Gluten Free Banana-Pumpkin Muffins

YUMMY!   That's what these are!

Enough said...let's get to the recipe so you can try some too!

Idea for this recipe is from, Green Plate Rule. Click on link for original recipe, Pumpkin Banana Chocolate Chip Muffins {Gluten-free}

I just changed one or two things to better meet my needs. Probably will try substituting all eggs in the future due to my sensitivity. This is a delicious recipe, but we like them a best with raisins instead of chocolate chips.

If you count weight watcher points, each muffin has 4 points.

Gluten Free Banana-Pumpkin Muffins                   Makes 17-18 Muffins
2 ripe bananas, mashed
1 1/2 cup pumpkin
2 eggs
1 flax egg - (1 Tbsp ground flax seed mixed with 3 Tbsp water, let sit to gel)
1/4 cup unsweetened apple sauce
1/2 cup maple syrup or agave syrup
2 Tbsp coconut oil, melted  - any oil will work
1 tsp vanilla
1 cup gluten free oat flour
1/2 cup sorghum flour
1/2 cup potato starch
1 Tbsp xanthan gum
1 tsp pumpkin pie spice
1/2 tsp cinnamon
1 1/2 tsp baking powder
1 tsp baking soda
1/2 tsp salt
1/3 cup semi-sweet mini chocolate chips, I used allergy friendly chips
1/2 cup raisins

Preheat oven to 350.   Prepare muffins tins with a non-stick spray, or use silicone muffins pans.
Combine dry ingredients (except for chips and raisins) in a medium bowl.

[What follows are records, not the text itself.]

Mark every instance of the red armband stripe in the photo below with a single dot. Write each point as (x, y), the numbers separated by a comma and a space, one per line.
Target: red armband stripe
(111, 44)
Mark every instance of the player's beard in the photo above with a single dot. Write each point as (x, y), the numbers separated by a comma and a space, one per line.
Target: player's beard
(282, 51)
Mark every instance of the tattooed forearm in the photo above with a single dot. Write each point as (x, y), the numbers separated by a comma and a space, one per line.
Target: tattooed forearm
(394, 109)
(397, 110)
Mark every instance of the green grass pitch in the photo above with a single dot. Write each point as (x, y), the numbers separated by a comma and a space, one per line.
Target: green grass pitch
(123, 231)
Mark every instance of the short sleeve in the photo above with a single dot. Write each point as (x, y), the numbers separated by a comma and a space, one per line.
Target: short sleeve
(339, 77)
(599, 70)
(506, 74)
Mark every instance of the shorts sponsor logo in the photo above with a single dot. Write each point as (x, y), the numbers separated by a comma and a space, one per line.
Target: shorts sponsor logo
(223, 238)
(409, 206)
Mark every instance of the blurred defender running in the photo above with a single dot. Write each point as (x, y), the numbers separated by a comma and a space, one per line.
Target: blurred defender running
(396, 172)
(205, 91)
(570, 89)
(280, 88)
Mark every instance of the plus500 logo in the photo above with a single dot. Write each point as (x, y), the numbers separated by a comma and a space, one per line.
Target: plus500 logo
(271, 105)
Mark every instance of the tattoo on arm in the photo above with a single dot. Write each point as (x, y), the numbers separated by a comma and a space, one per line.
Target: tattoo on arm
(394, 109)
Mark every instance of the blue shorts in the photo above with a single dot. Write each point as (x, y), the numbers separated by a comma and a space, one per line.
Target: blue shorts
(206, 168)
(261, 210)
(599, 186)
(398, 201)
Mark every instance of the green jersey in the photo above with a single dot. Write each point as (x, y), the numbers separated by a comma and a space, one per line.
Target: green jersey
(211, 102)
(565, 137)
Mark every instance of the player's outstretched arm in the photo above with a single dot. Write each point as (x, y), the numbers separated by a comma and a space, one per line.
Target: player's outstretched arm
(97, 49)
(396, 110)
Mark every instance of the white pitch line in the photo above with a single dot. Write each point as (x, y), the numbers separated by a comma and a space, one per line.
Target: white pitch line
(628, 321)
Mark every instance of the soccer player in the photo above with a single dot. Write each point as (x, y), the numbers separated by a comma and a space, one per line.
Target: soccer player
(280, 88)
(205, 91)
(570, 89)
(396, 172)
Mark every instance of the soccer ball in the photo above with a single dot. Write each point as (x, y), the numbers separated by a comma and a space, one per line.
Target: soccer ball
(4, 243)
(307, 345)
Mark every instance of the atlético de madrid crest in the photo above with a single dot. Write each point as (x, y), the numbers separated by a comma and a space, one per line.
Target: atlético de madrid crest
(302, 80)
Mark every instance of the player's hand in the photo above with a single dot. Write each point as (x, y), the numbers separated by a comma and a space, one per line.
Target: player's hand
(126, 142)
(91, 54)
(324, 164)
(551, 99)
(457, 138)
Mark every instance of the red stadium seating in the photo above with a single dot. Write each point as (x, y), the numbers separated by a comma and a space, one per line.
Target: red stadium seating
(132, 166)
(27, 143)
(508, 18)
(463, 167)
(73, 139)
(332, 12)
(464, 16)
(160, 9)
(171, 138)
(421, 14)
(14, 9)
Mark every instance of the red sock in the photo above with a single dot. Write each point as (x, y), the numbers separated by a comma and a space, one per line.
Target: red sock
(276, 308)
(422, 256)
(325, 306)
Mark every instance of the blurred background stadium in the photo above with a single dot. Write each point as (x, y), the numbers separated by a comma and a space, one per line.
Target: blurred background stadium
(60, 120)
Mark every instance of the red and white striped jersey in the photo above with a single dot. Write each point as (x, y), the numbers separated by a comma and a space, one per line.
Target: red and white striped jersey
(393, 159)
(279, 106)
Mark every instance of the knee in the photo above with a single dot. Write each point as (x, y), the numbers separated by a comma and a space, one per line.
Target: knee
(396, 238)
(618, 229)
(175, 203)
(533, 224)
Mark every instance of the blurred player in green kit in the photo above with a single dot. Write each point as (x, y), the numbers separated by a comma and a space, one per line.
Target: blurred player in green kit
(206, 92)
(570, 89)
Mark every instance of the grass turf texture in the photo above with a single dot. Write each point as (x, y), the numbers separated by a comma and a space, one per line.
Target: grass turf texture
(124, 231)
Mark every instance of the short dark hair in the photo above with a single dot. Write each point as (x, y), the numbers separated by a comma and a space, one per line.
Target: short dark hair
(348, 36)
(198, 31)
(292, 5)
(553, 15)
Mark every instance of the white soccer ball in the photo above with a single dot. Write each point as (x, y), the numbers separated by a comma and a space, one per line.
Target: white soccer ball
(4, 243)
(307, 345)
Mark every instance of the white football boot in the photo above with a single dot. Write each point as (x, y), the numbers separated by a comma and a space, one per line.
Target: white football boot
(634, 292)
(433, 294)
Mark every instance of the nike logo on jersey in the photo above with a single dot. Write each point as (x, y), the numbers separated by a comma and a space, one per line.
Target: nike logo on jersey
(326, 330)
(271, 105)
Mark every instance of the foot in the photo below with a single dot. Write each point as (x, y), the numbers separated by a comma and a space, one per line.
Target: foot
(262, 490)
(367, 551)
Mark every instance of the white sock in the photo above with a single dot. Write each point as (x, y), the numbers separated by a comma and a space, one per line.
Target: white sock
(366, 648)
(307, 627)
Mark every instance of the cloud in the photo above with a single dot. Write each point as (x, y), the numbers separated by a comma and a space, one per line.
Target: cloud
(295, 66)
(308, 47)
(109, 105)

Mix well.
Combine first 8 ingredients in a large bowl. Mix well.
Add dry ingredients to wet ingredients, stir to combine. Fold in chocolate chips and/or raisins.
Bake for 25-28 minutes. Let sit a few minutes before removing from pans.

Store leftovers in freezer or refrigerate to keep fresh for several days.

Muffins shown here using a silicone muffin pan.

Let cool on a wire rack, or wrap in a clean dish towel to keep warm until serving.